- Golf predictions: Where to begin?
- The basis of a golf predictions model
- The impact of survivorship bias in golf

Golf is a notoriously hard sport to predict. Data Golf have spent years honing a golf predictions model that uses statistical modelling to help provide a more accurate reflection of player performance. How can you use statistics to make golf predictions? Read on to find out.

On its surface, predicting a sport like golf seems complicated: typically anywhere from 132 to 156 players compete on playing fields (i.e. golf courses) that can differ drastically from one tournament to the next. If the goal is to effectively predict outcomes of golf tournaments, where should one start?

The answer, in our opinion, lies in the domain of statistical modelling. A statistical model describes the process by which a set of data (e.g. scores in a golf tournament) are generated.

In this article, we describe a simple model of golf scores and analyse its main implications for interpreting golf data.

### Golf predictions: Where to begin?

What matters in golf tournaments is not a player’s raw score, but their score relative to the field.
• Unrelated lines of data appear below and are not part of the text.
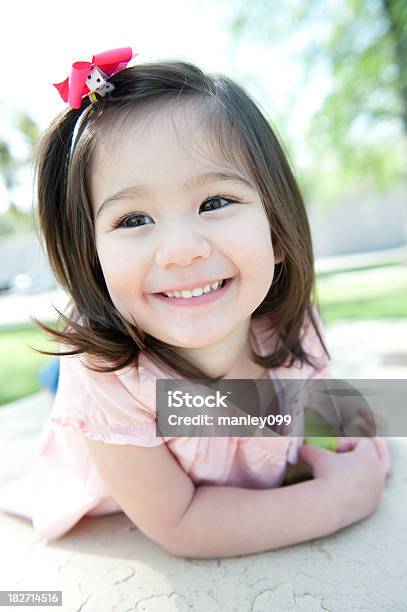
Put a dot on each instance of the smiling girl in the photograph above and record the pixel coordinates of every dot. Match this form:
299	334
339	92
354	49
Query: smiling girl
173	221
A 72 in a tournament where the field averaged 74 would be deemed a performance 4 strokes better than a 72 where the field averaged 70. This adjustment is problematic if the golfers comprising the two tournament fields are not of equal quality (this is a point we will ignore for the time being).

With scores adjusted relative to the field, which we will refer to simply as “score” from here on, the next step is to describe how these scores are generated (i.e. to build a model).

First, we make an assumption that greatly simplifies the problem: suppose that the scores of different golfers at a given course are independent – that is, the performance of one golfer tells us nothing about the performance of another.

This reduces the problem of predicting outcomes of golf tournaments into many separate, simpler problems: namely, predicting the scores of each individual golfer.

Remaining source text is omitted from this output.